Op vrijdag 4 oktober zal in Museum Speelklok te Utrecht de officiële bijschrijving plaatsvinden in de Inventaris Immaterieel Erfgoed Nederland van de Nederlandse straatorgelcultuur. Hierbij gaat het niet om het draaiorgel zelf, maar om wat de orgelman of -vrouw ermee doet; de exploitatie. De gemeenschap van orgeldraaiers, bouwers, draaiorgel-muziekarrangeurs en decorateurs hebben de handen ineen geslagen om het oer-Hollandse uitbaten van het straatorgel toekomstbestendig te maken. Ze gaan onder meer gezamenlijk bekijken of het verdienmodel van de orgelman kan worden herzien. Voorbeelden van immaterieel erfgoed dat al eerder werd bijgeschreven in de Inventaris zijn het Ambacht van molenaar, het sinterklaasfeest, het vuurwerk bij de jaarwisseling, het Friese fierljeppen, het Gronings Ontzet, alsmede de Circus- en Woonwagencultuur.

Verleden
De traditie begon in ons land toen in 1875 de uit België afkomstige Leon Warnies in Amsterdam het eerste draaiorgelverhuurbedrijf startte. Hier kon men per week, maand of soms zelfs per dag een draaiorgel huren waarmee men de wijken doorging om geld in te zamelen. Met name in het begin van de vorige eeuw was het draaiorgel in de grote steden ongekend populair. In Amsterdam speelden maar liefst 40 orgeldraaiers!

Er was in die tijd geen opgenomen muziek in huis, geen radio of grammofoon. Het orgel bracht de vrolijkheid naar de mensen. Het draaiorgelverhuurbedrijf van Gijs Perlee was het meest bekend, onder meer doordat deze Amsterdamse firma de beroemde ‘Arabier’ in de verhuur had.

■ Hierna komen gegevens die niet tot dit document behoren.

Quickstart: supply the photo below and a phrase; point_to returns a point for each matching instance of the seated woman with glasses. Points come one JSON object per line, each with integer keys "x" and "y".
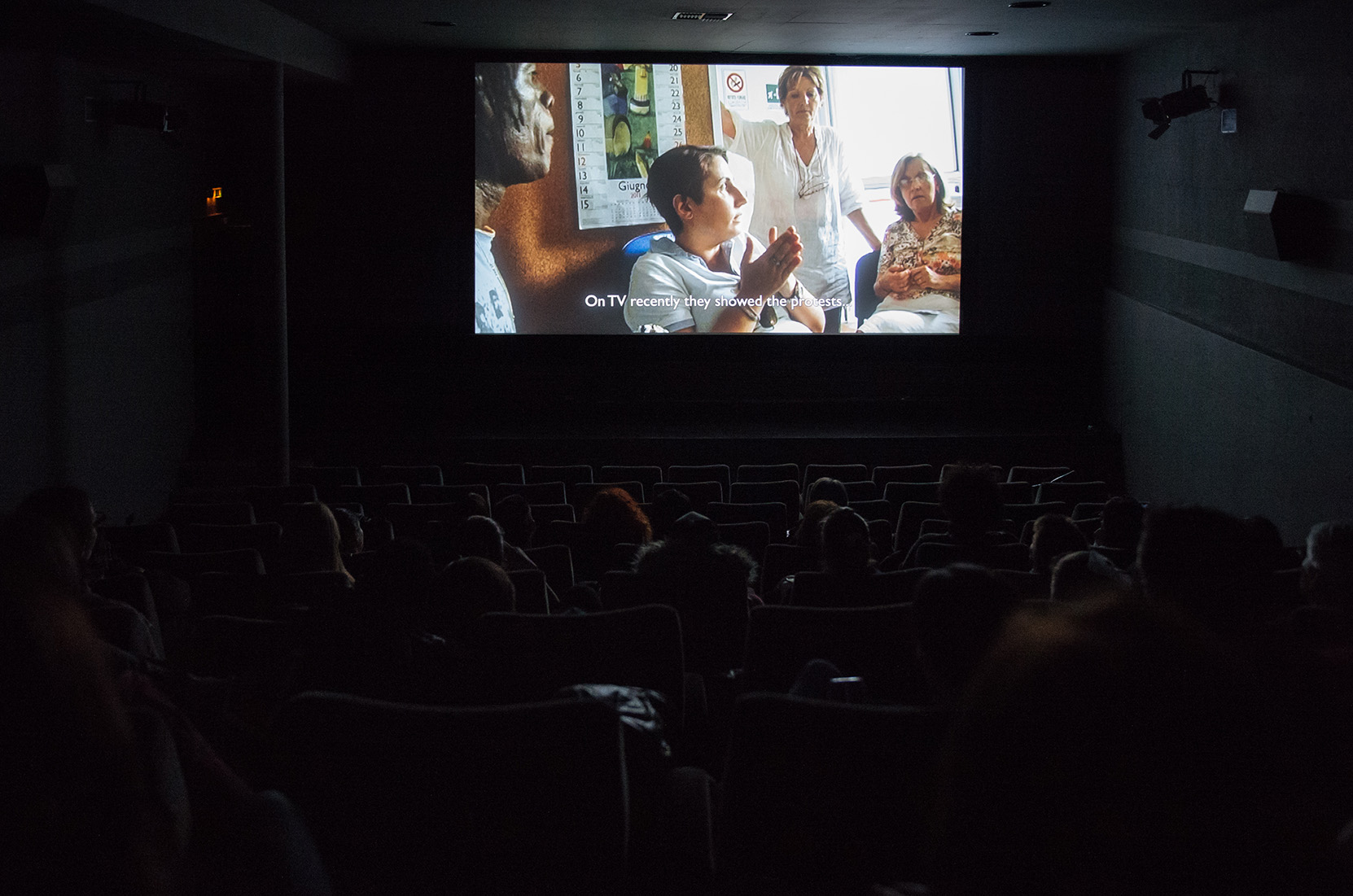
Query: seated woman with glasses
{"x": 919, "y": 269}
{"x": 804, "y": 181}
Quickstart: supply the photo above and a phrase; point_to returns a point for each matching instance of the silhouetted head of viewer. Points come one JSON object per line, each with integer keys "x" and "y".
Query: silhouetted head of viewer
{"x": 1115, "y": 747}
{"x": 1328, "y": 569}
{"x": 970, "y": 501}
{"x": 844, "y": 538}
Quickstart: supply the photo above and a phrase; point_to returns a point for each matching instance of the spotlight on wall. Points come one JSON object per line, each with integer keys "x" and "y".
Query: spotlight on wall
{"x": 136, "y": 111}
{"x": 1191, "y": 98}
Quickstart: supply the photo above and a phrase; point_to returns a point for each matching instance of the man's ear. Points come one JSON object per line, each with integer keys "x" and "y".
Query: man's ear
{"x": 685, "y": 208}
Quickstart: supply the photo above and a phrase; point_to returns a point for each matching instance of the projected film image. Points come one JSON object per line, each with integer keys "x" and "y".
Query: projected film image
{"x": 650, "y": 198}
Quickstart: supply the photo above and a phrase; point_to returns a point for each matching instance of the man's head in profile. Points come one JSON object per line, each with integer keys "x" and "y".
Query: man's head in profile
{"x": 513, "y": 137}
{"x": 513, "y": 125}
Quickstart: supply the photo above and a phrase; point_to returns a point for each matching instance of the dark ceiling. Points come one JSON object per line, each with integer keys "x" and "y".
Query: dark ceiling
{"x": 905, "y": 28}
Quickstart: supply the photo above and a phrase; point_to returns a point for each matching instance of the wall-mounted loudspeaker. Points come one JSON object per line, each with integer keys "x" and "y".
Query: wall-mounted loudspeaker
{"x": 1283, "y": 226}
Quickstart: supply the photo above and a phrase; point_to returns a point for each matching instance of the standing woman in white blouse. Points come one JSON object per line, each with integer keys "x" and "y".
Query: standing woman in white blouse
{"x": 803, "y": 181}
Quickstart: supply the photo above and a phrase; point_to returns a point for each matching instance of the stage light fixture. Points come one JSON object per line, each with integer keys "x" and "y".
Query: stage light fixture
{"x": 1191, "y": 98}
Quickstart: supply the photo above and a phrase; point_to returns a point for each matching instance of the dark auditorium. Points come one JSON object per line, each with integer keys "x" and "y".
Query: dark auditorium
{"x": 345, "y": 553}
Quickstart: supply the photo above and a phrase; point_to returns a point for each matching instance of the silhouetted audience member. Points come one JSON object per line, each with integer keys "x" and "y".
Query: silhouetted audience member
{"x": 615, "y": 518}
{"x": 466, "y": 590}
{"x": 1267, "y": 544}
{"x": 708, "y": 582}
{"x": 844, "y": 544}
{"x": 1112, "y": 747}
{"x": 1083, "y": 575}
{"x": 611, "y": 518}
{"x": 1120, "y": 524}
{"x": 352, "y": 539}
{"x": 664, "y": 509}
{"x": 960, "y": 612}
{"x": 513, "y": 514}
{"x": 72, "y": 783}
{"x": 68, "y": 518}
{"x": 970, "y": 500}
{"x": 310, "y": 542}
{"x": 1054, "y": 535}
{"x": 480, "y": 536}
{"x": 1328, "y": 569}
{"x": 827, "y": 489}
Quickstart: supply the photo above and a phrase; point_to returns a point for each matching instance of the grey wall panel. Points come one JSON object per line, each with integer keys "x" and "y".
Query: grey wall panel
{"x": 1206, "y": 420}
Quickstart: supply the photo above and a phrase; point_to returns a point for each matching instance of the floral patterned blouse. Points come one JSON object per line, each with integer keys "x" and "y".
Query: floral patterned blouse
{"x": 942, "y": 251}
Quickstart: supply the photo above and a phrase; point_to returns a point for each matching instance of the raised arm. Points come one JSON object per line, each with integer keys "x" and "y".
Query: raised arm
{"x": 865, "y": 228}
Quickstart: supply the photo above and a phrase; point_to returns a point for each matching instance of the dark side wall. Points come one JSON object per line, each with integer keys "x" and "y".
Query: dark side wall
{"x": 132, "y": 336}
{"x": 1228, "y": 374}
{"x": 96, "y": 318}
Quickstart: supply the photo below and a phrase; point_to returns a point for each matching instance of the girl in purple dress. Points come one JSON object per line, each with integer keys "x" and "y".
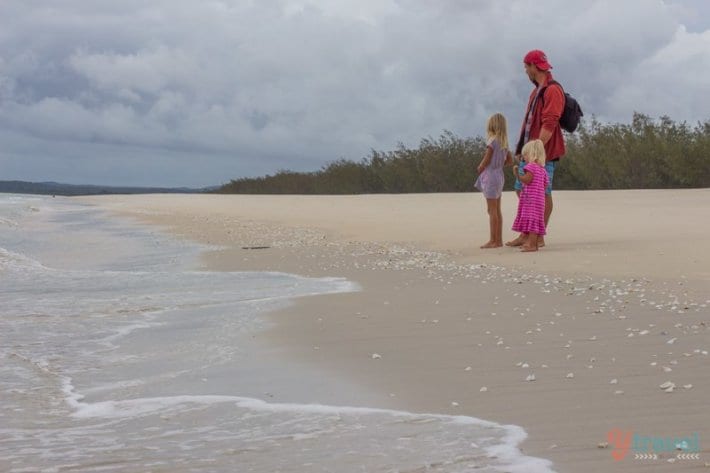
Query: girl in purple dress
{"x": 530, "y": 219}
{"x": 490, "y": 179}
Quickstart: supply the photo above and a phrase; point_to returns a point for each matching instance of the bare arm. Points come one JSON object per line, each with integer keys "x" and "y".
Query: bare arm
{"x": 551, "y": 112}
{"x": 487, "y": 156}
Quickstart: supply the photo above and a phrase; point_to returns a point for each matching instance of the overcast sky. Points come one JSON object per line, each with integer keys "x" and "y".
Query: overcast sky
{"x": 198, "y": 92}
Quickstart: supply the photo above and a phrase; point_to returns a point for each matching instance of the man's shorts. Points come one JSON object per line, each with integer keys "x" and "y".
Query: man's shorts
{"x": 549, "y": 167}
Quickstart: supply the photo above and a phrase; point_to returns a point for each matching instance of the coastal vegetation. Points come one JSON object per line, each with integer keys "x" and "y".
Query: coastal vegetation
{"x": 646, "y": 153}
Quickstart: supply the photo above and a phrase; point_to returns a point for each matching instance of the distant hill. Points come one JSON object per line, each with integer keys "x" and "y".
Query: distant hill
{"x": 56, "y": 188}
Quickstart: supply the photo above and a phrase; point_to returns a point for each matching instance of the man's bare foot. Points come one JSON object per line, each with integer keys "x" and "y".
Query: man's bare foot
{"x": 516, "y": 242}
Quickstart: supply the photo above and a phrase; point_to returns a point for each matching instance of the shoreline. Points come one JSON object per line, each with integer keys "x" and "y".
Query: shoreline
{"x": 448, "y": 321}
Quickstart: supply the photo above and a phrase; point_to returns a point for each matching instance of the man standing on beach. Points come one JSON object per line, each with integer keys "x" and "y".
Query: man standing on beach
{"x": 542, "y": 121}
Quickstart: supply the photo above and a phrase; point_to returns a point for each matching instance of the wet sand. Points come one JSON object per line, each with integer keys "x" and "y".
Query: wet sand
{"x": 615, "y": 305}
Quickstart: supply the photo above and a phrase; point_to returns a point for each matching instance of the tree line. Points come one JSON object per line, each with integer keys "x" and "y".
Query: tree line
{"x": 645, "y": 154}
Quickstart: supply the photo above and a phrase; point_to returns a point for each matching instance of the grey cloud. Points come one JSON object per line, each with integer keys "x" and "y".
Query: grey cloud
{"x": 207, "y": 91}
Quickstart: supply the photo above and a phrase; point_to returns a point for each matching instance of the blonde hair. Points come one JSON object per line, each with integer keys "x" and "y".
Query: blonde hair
{"x": 497, "y": 127}
{"x": 534, "y": 150}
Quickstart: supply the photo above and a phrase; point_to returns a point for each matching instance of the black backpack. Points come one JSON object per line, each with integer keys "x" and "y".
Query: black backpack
{"x": 569, "y": 120}
{"x": 571, "y": 113}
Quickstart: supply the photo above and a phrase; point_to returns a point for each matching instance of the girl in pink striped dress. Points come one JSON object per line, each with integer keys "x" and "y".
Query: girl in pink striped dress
{"x": 530, "y": 219}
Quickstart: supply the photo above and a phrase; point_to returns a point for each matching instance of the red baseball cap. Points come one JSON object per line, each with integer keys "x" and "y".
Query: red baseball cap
{"x": 538, "y": 58}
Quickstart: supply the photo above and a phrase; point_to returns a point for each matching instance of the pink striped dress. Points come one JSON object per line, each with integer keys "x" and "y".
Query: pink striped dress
{"x": 531, "y": 206}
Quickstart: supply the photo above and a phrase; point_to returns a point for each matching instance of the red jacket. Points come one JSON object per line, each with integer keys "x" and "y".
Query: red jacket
{"x": 546, "y": 114}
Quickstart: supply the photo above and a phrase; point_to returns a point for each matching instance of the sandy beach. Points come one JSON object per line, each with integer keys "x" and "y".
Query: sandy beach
{"x": 570, "y": 343}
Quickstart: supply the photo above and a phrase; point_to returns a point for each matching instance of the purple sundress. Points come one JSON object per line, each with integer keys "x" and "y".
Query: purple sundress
{"x": 531, "y": 206}
{"x": 490, "y": 181}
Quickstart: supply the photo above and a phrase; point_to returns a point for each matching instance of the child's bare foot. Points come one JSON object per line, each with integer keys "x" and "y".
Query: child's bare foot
{"x": 516, "y": 242}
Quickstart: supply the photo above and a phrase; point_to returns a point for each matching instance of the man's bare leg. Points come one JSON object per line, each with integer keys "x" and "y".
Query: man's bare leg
{"x": 548, "y": 212}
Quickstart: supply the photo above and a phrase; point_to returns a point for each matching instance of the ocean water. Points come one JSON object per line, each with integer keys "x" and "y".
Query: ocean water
{"x": 117, "y": 355}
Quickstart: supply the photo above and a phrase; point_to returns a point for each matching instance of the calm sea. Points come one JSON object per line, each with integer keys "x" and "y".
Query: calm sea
{"x": 118, "y": 355}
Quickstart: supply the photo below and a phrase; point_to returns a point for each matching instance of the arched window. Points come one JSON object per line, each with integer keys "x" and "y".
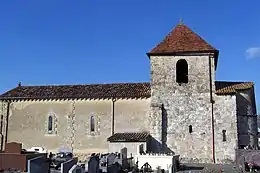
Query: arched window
{"x": 50, "y": 123}
{"x": 190, "y": 128}
{"x": 182, "y": 71}
{"x": 92, "y": 123}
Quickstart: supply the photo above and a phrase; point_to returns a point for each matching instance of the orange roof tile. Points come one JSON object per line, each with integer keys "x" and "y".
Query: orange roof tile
{"x": 182, "y": 39}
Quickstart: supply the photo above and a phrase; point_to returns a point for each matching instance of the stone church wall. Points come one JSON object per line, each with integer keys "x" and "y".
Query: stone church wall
{"x": 247, "y": 118}
{"x": 28, "y": 122}
{"x": 185, "y": 105}
{"x": 188, "y": 105}
{"x": 225, "y": 115}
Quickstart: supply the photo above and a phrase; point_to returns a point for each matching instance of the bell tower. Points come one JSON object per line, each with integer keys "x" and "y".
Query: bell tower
{"x": 183, "y": 81}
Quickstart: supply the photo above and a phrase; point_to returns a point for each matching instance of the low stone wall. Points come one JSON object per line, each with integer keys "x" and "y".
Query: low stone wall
{"x": 39, "y": 164}
{"x": 66, "y": 166}
{"x": 166, "y": 162}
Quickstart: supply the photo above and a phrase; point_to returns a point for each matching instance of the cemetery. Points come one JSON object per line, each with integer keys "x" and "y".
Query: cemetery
{"x": 15, "y": 159}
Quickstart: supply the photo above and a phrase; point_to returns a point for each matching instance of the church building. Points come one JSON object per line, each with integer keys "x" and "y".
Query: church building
{"x": 181, "y": 110}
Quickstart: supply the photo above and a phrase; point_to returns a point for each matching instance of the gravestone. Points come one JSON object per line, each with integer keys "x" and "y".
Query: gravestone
{"x": 93, "y": 164}
{"x": 76, "y": 169}
{"x": 124, "y": 157}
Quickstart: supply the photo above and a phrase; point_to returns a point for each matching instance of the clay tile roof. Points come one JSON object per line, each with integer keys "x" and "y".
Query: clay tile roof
{"x": 228, "y": 88}
{"x": 182, "y": 39}
{"x": 129, "y": 137}
{"x": 92, "y": 91}
{"x": 104, "y": 91}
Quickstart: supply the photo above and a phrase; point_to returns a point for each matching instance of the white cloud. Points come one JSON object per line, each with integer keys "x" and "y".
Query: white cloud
{"x": 253, "y": 52}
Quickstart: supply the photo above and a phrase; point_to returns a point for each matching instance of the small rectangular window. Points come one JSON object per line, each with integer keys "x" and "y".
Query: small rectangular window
{"x": 92, "y": 123}
{"x": 50, "y": 124}
{"x": 224, "y": 135}
{"x": 190, "y": 128}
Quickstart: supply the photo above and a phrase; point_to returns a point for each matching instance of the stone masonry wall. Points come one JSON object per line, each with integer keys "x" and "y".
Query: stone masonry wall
{"x": 28, "y": 123}
{"x": 247, "y": 119}
{"x": 185, "y": 105}
{"x": 225, "y": 115}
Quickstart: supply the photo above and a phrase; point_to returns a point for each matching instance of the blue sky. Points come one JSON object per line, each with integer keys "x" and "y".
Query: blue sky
{"x": 101, "y": 41}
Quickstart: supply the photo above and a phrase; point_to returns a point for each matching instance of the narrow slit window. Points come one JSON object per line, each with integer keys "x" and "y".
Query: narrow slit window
{"x": 224, "y": 135}
{"x": 50, "y": 123}
{"x": 190, "y": 128}
{"x": 92, "y": 123}
{"x": 182, "y": 71}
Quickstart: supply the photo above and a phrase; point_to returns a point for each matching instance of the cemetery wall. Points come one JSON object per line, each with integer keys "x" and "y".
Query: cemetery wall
{"x": 38, "y": 164}
{"x": 28, "y": 123}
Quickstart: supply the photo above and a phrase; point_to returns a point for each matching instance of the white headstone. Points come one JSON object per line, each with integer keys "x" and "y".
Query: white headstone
{"x": 111, "y": 159}
{"x": 93, "y": 164}
{"x": 76, "y": 169}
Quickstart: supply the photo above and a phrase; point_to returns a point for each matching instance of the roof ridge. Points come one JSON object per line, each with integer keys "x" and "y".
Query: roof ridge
{"x": 92, "y": 84}
{"x": 182, "y": 39}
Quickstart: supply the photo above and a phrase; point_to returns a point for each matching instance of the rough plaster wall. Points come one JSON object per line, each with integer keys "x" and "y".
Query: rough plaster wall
{"x": 247, "y": 120}
{"x": 188, "y": 104}
{"x": 225, "y": 119}
{"x": 136, "y": 120}
{"x": 28, "y": 123}
{"x": 131, "y": 147}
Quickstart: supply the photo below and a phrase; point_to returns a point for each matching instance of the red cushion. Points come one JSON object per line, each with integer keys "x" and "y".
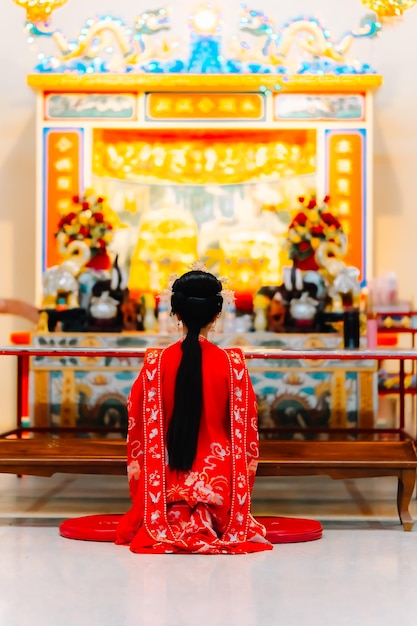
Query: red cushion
{"x": 278, "y": 529}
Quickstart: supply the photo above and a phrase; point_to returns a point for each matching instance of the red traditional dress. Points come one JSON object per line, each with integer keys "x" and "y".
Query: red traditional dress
{"x": 207, "y": 509}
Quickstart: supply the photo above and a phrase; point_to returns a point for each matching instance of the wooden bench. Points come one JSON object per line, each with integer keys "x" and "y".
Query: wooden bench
{"x": 340, "y": 460}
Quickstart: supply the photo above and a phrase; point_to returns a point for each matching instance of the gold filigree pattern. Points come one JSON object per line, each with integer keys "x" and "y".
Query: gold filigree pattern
{"x": 227, "y": 159}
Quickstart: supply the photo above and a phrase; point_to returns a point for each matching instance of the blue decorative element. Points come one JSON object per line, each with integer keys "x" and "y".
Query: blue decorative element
{"x": 131, "y": 51}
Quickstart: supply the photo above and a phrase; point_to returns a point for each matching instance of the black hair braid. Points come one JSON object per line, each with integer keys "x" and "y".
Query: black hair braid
{"x": 196, "y": 299}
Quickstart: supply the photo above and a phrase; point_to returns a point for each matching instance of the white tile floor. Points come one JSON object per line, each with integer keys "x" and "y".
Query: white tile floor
{"x": 362, "y": 572}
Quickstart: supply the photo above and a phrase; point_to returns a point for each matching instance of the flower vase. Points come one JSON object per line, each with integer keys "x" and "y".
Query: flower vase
{"x": 99, "y": 261}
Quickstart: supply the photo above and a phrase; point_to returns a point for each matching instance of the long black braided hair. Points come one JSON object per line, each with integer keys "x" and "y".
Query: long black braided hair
{"x": 196, "y": 299}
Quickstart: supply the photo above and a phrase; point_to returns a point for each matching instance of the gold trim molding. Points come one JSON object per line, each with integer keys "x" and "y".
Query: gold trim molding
{"x": 142, "y": 83}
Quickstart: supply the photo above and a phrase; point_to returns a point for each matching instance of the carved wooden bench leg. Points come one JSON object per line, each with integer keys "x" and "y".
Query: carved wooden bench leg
{"x": 406, "y": 482}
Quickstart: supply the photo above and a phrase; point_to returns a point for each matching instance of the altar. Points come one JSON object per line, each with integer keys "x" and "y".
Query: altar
{"x": 297, "y": 398}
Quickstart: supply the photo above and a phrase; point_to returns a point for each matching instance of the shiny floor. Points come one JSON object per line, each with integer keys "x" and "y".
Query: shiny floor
{"x": 363, "y": 571}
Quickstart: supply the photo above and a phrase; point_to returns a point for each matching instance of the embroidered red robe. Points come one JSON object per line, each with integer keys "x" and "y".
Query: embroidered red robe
{"x": 207, "y": 509}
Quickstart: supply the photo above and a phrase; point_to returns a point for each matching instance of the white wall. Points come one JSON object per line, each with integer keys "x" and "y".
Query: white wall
{"x": 393, "y": 54}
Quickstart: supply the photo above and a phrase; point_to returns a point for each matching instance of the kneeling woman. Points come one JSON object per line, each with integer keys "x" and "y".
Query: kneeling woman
{"x": 193, "y": 439}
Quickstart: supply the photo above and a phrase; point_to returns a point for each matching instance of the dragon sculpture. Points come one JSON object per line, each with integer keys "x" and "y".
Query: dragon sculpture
{"x": 306, "y": 32}
{"x": 129, "y": 47}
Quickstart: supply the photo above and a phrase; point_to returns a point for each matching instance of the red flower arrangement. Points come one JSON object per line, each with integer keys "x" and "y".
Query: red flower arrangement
{"x": 311, "y": 225}
{"x": 89, "y": 220}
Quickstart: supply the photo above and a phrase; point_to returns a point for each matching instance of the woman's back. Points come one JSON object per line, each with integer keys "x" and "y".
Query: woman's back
{"x": 193, "y": 438}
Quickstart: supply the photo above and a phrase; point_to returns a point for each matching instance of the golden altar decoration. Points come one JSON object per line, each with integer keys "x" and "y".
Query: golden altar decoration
{"x": 227, "y": 131}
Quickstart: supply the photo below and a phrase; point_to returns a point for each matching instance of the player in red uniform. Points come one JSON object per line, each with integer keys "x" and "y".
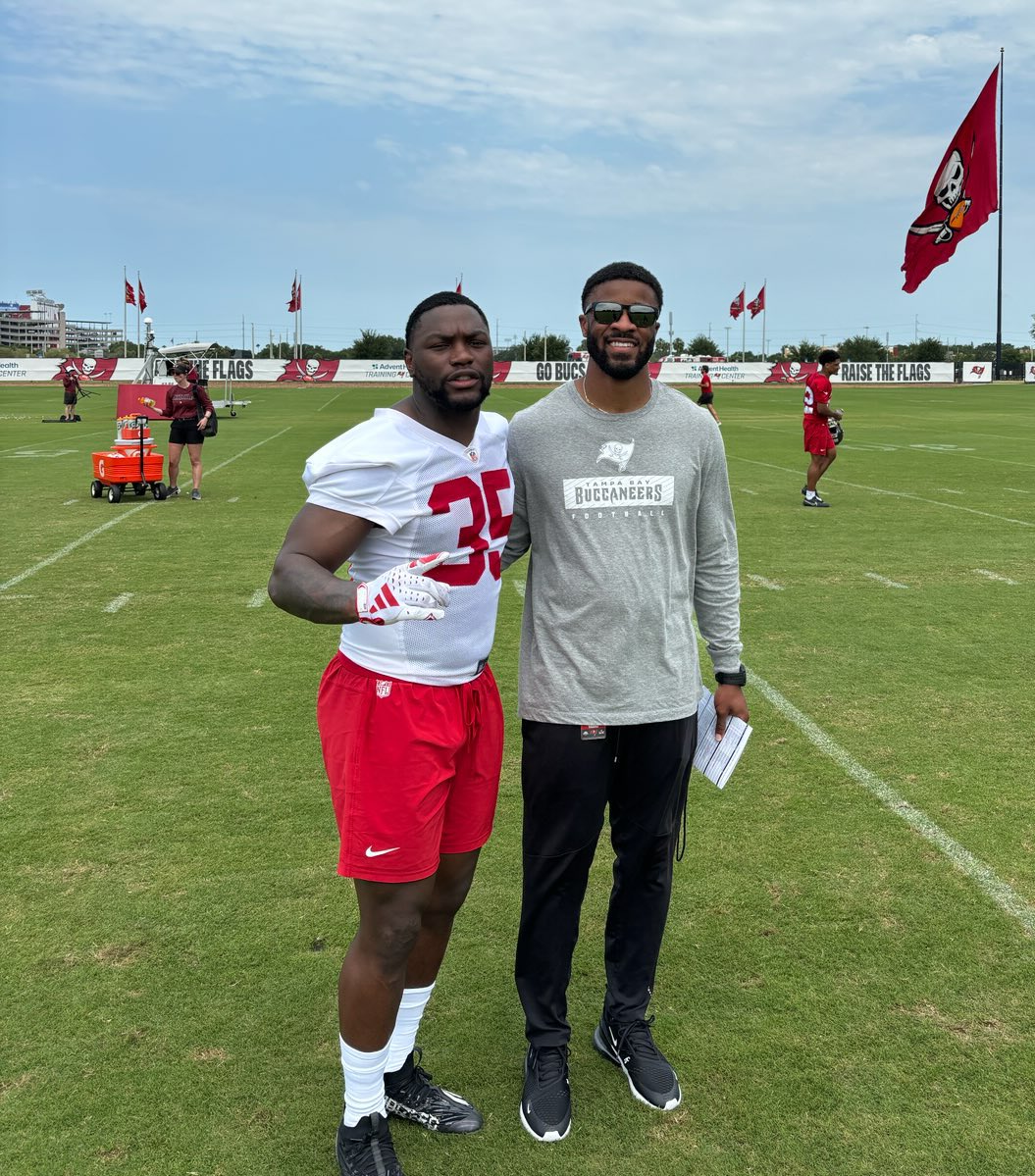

Tegenwoordig zijn de draaiorgels veelal in het bezit van de orgelmannen zelf en zijn er geen actieve verhuurbedrijven meer. Draaiorgel ‘de Arabier’ maakt inmiddels onderdeel uit van de collectie van Museum Speelklok.

Toekomstbestendig
Dankzij de 75 gepassioneerde exploitanten in Nederland is de straatorgelcultuur op dit moment nog steeds op meerdere plekken in Nederland te zien én horen. Uit verschillende onderzoeken, waaronder van de Universiteit Twente en recentelijk Hart van Nederland, blijkt dat het overgrote merendeel van de Nederlanders het draaiorgel en de orgelmannen nog steeds een zeer warm hart toedraagt. De initiatiefnemers van de bijschrijving willen er samen voor zorgen dat het immaterieel erfgoed aan volgende generaties kan worden overgedragen. Door onder andere meer in te gaan op de geschiedenis van de straatexploitatie van draaiorgels in de vorm van bijvoorbeeld een reizende expositie, zal er meer kennis en begrip ontstaan voor de Nederlandse orgelmannen en (enkele) vrouwen.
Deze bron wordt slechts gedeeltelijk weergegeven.